José Macanás

Personal information
- Full name: José Macanás Pérez
- Date of birth: 15 December 1953 (age 72)
- Place of birth: Los Ramos [es], Murcia, Spain
- Height: 1.69 m (5 ft 7 in)
- Position: Forward

Youth career
- 1968–1971: Real Murcia

Senior career*
- Years: Team / Apps / (Gls)
- 1971–1972: Real Murcia
- 1972–1978: Real Madrid / 55 / (10)
- 1978–1981: Hércules / 36 / (2)
- 1981–1982: Real Murcia / 21 / (0)
- 1982–1984: Granada / 55 / (6)
- 1984–1985: Orihuela Deportiva / 10 / (0)
- 1985–1986: Granada / 16 / (1)

International career
- 1968–1972: Spain amateur / 14 / (0)

= José Macanás =

Spanish footballer (born 1954)

José Macanás Pérez (born 15 December 1953) is a Spanish retired footballer. Nicknamed Pepe, he played as a forward for Real Madrid, Hércules and Granada throughout the 1970s and the 1980s, winning many titles with Madrid.

==Club career==
Macanás was born on 15 December 1955 within the city of Murcia to a footballing family composed of his father and uncles. Due to his family standing, he was often gifted the best sporting equipment at the time which were an uncommon sight within his neighborhood of Los Ramos. Later, he began his career within Racing de la Flota. Following spells with Real Zaragoza and Barcelona, Francisco Canto offered Macanás a trial with Real Murcia and would remain within his home club throughout the remainder of his youth career. During the 1971–72 season, Murcia manager Cheché Martín, seeing how Macanás had established a reputation for being one of the best Spanish youth footballers, promoted him to the senior squad. However, when he was then listed on the transfer market for the following 1972–73 La Liga, many clubs immediately wanted to sign him with Atlético Madrid offering the first bid for him. However, Real Madrid ultimately won out and Macanás arrived at the Bernabéu for the Blancos' 1972–73 season. His subsequent seasons throughout the remainder of the 1970s saw him part of the golden generation, winning the 1974–75, 1975–76 and 1977–78 La Liga as well as winning the 1973–74 and the 1974–75 Copa del Generalísimo. However, his tenure with Madrid was also marked with injury and at times, had to miss out on plenty of matches due to long-term injuries.

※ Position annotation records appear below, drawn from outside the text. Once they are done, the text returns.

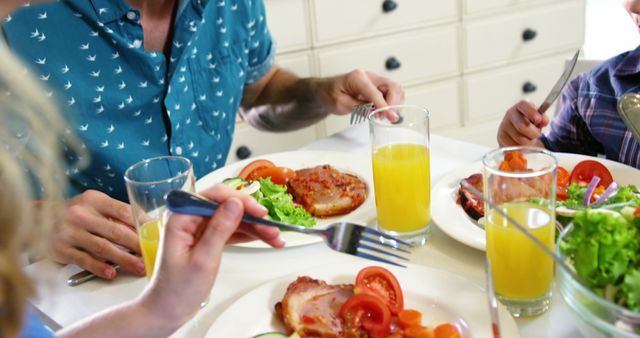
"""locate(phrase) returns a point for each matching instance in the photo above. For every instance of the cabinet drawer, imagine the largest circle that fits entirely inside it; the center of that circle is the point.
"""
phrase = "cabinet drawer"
(407, 58)
(260, 143)
(299, 63)
(340, 19)
(491, 93)
(518, 35)
(288, 22)
(442, 99)
(471, 7)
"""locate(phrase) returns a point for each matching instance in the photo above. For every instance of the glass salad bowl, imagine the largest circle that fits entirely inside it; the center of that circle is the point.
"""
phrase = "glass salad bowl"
(595, 315)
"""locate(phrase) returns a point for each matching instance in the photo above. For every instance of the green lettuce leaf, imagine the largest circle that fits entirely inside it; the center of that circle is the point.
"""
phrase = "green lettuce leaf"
(602, 245)
(280, 204)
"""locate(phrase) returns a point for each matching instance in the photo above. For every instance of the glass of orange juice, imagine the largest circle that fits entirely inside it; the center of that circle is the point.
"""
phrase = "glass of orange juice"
(401, 172)
(148, 181)
(520, 182)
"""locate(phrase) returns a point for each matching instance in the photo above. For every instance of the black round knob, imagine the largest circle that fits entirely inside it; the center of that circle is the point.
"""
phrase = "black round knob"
(529, 34)
(528, 87)
(389, 6)
(392, 63)
(243, 152)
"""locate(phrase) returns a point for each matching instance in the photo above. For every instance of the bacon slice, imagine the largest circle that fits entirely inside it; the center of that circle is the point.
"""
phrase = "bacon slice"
(310, 307)
(473, 206)
(325, 191)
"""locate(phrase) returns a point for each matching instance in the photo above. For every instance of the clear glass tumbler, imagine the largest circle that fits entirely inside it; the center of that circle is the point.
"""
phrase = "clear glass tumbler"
(148, 182)
(401, 172)
(520, 182)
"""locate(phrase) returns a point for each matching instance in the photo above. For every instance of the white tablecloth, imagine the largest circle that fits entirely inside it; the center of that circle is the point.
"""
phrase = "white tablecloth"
(243, 269)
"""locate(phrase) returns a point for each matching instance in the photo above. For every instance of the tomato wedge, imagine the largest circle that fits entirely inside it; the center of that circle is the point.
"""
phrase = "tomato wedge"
(584, 171)
(279, 175)
(380, 282)
(365, 312)
(446, 330)
(253, 165)
(562, 183)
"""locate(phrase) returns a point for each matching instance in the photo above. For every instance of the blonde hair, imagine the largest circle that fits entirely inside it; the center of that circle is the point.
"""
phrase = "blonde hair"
(31, 132)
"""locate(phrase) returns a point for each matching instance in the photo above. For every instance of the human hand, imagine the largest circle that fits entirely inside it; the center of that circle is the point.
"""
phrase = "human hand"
(95, 224)
(522, 125)
(192, 250)
(342, 92)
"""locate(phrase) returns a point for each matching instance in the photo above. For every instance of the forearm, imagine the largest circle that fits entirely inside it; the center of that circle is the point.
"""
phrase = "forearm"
(127, 320)
(285, 102)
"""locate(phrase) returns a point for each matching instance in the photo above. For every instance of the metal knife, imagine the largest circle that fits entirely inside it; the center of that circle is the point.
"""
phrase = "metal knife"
(562, 81)
(85, 276)
(493, 302)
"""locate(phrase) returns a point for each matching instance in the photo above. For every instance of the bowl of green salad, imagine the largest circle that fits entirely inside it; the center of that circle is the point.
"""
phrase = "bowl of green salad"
(602, 284)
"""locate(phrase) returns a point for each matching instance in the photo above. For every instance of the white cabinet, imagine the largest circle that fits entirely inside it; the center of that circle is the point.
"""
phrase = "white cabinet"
(340, 20)
(467, 61)
(404, 57)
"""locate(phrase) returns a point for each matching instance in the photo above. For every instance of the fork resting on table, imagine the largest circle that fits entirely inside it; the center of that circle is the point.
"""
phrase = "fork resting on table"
(346, 237)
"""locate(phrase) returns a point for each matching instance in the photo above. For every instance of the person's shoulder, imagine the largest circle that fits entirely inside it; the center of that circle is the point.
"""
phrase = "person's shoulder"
(32, 15)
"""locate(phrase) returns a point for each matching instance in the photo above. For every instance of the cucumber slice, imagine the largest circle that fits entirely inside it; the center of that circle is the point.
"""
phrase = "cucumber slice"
(274, 335)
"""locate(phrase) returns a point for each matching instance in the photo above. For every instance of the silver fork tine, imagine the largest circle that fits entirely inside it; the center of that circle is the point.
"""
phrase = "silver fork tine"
(372, 248)
(365, 111)
(354, 114)
(385, 236)
(378, 259)
(378, 242)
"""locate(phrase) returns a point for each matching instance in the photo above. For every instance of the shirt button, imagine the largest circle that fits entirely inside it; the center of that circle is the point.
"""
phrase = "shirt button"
(131, 15)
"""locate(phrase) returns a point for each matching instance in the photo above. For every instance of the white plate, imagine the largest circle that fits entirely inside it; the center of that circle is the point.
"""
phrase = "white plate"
(439, 295)
(346, 162)
(452, 220)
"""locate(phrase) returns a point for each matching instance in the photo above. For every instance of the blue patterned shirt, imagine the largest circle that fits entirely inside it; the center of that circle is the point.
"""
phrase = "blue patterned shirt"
(127, 104)
(588, 122)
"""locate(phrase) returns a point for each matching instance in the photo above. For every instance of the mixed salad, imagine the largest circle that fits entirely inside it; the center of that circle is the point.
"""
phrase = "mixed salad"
(267, 183)
(603, 245)
(604, 242)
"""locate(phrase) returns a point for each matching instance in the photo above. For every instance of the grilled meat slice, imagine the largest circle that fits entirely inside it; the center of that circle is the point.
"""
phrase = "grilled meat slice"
(325, 191)
(310, 307)
(473, 206)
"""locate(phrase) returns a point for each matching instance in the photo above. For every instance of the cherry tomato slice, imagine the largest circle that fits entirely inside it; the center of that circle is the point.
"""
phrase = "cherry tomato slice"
(365, 312)
(381, 282)
(584, 171)
(279, 175)
(253, 165)
(562, 179)
(561, 193)
(446, 330)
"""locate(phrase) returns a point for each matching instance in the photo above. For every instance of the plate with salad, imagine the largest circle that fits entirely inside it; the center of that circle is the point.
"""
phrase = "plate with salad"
(270, 184)
(615, 185)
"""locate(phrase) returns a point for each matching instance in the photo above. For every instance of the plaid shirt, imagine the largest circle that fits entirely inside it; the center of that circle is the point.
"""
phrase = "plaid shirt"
(588, 122)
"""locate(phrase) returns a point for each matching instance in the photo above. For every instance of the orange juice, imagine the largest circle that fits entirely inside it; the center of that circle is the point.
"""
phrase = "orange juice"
(521, 270)
(149, 234)
(402, 186)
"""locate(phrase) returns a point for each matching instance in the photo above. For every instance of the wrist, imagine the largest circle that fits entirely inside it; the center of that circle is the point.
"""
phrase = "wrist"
(155, 315)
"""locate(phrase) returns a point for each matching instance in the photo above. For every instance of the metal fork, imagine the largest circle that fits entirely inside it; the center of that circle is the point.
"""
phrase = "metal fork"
(360, 112)
(346, 237)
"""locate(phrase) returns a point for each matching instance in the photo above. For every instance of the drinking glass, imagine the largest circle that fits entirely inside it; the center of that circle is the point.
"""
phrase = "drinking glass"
(525, 189)
(401, 173)
(148, 182)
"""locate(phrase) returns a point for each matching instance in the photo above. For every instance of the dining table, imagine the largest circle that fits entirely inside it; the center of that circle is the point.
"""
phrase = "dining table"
(244, 269)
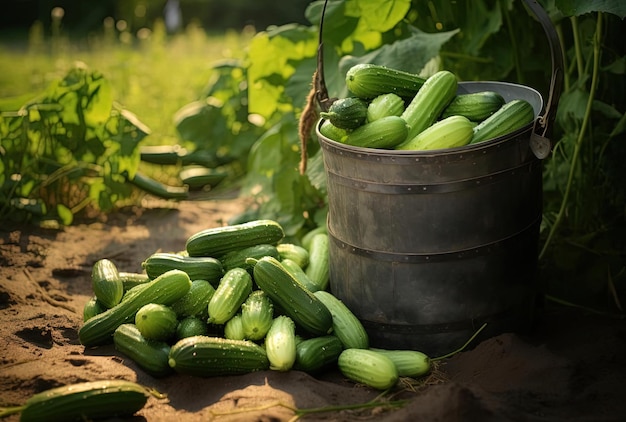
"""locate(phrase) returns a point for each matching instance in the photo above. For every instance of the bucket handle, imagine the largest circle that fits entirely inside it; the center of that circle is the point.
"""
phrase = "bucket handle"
(539, 142)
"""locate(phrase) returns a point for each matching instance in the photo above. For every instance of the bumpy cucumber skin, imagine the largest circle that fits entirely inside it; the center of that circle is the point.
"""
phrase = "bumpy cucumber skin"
(384, 133)
(106, 283)
(512, 116)
(368, 367)
(429, 102)
(218, 241)
(307, 311)
(85, 401)
(451, 132)
(165, 289)
(150, 355)
(367, 81)
(475, 106)
(207, 356)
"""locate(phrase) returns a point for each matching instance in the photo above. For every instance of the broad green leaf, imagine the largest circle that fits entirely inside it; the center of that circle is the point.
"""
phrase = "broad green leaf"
(65, 214)
(383, 15)
(99, 100)
(409, 54)
(273, 57)
(581, 7)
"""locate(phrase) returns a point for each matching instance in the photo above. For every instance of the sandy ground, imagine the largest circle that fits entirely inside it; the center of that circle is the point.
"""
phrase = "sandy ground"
(571, 368)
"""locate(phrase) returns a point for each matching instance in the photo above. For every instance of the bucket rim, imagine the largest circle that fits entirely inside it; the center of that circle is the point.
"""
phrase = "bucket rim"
(478, 148)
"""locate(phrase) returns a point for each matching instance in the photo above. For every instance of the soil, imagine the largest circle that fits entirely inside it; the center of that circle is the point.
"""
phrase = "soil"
(571, 367)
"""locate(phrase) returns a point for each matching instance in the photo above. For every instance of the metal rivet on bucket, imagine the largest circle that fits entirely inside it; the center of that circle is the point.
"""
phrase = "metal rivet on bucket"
(425, 246)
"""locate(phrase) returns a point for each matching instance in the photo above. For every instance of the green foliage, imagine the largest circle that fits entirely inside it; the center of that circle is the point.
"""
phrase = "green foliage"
(70, 148)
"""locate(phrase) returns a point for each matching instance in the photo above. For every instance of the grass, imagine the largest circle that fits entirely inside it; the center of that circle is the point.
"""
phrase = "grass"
(152, 74)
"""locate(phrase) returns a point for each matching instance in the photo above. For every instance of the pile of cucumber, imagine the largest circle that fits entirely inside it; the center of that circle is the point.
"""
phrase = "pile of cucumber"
(392, 109)
(237, 299)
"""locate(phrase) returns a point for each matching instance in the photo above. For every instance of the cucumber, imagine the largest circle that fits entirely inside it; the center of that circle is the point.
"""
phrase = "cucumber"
(451, 132)
(296, 253)
(92, 308)
(385, 105)
(318, 270)
(130, 279)
(307, 311)
(150, 355)
(384, 133)
(200, 177)
(346, 113)
(430, 101)
(156, 322)
(332, 132)
(197, 268)
(165, 289)
(233, 289)
(299, 274)
(280, 343)
(85, 401)
(368, 367)
(317, 353)
(208, 356)
(159, 189)
(409, 363)
(106, 283)
(475, 106)
(191, 326)
(218, 241)
(346, 326)
(233, 329)
(368, 80)
(512, 116)
(237, 259)
(257, 314)
(196, 301)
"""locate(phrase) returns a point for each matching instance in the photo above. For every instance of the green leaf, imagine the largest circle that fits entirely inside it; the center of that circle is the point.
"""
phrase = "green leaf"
(420, 47)
(65, 214)
(383, 15)
(581, 7)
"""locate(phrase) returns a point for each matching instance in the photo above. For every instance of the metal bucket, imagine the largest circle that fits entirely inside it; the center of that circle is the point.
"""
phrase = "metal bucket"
(426, 246)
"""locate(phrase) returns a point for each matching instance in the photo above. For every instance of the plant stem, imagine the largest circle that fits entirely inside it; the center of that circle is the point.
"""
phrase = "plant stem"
(514, 46)
(460, 349)
(581, 133)
(577, 47)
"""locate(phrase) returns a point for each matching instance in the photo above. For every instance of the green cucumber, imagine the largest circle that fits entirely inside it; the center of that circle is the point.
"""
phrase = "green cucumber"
(368, 80)
(150, 355)
(218, 241)
(165, 289)
(207, 356)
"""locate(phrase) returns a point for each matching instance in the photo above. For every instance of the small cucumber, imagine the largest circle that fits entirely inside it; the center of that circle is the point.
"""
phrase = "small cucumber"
(150, 355)
(429, 102)
(207, 356)
(475, 106)
(165, 289)
(85, 401)
(384, 133)
(451, 132)
(368, 80)
(218, 241)
(280, 343)
(317, 353)
(368, 367)
(385, 105)
(106, 283)
(346, 113)
(257, 314)
(233, 289)
(512, 116)
(198, 268)
(156, 322)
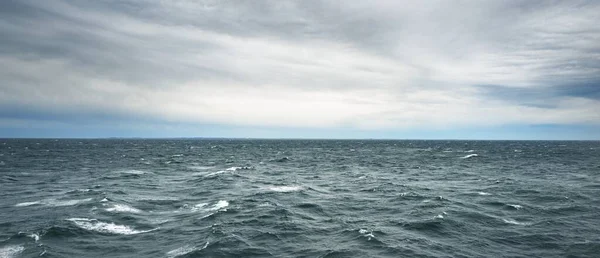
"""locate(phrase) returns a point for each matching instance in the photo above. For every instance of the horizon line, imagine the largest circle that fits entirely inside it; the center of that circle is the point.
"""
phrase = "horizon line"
(283, 138)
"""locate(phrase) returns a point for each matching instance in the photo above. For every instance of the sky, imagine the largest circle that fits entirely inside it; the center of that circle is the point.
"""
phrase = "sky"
(300, 69)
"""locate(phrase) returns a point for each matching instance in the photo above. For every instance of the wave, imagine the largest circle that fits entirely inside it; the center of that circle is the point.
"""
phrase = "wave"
(231, 169)
(24, 204)
(123, 208)
(514, 222)
(285, 189)
(201, 167)
(53, 202)
(215, 173)
(366, 233)
(105, 227)
(238, 168)
(515, 206)
(11, 251)
(185, 250)
(470, 156)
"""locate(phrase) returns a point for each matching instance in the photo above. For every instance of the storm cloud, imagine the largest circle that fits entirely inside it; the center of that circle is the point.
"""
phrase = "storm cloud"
(368, 65)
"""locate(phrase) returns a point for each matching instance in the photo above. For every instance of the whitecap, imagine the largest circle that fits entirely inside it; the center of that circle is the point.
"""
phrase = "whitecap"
(34, 236)
(200, 167)
(53, 202)
(516, 206)
(184, 250)
(133, 172)
(366, 233)
(59, 203)
(285, 189)
(123, 208)
(514, 222)
(23, 204)
(180, 251)
(215, 173)
(105, 227)
(219, 205)
(470, 156)
(10, 251)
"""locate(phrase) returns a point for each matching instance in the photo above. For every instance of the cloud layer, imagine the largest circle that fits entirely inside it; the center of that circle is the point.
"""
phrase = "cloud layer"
(313, 64)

Following his career with Madrid, Macanás began playing for Hércules for their 1978–79 season before briefly returning with Real Murcia for a brief stint. He then began playing for Granada for the remainder of his career apart from a single season stint with Orihuela Deportiva. Throughout his career with Granada, he was part of the winning squad for the 1982–83 Segunda División B. He retired with the Rojiblancos following their 1985–86 season.

==International career==
Macanás was first called up to play for the Spain national amateur football team when he was only 16 years old under manager José Santamaría. He played five games under Santamaría and played 9 under his successor, Héctor Rial during the 1972 Summer Olympics qualifiers with Spain ultimately not qualifying for the tournament.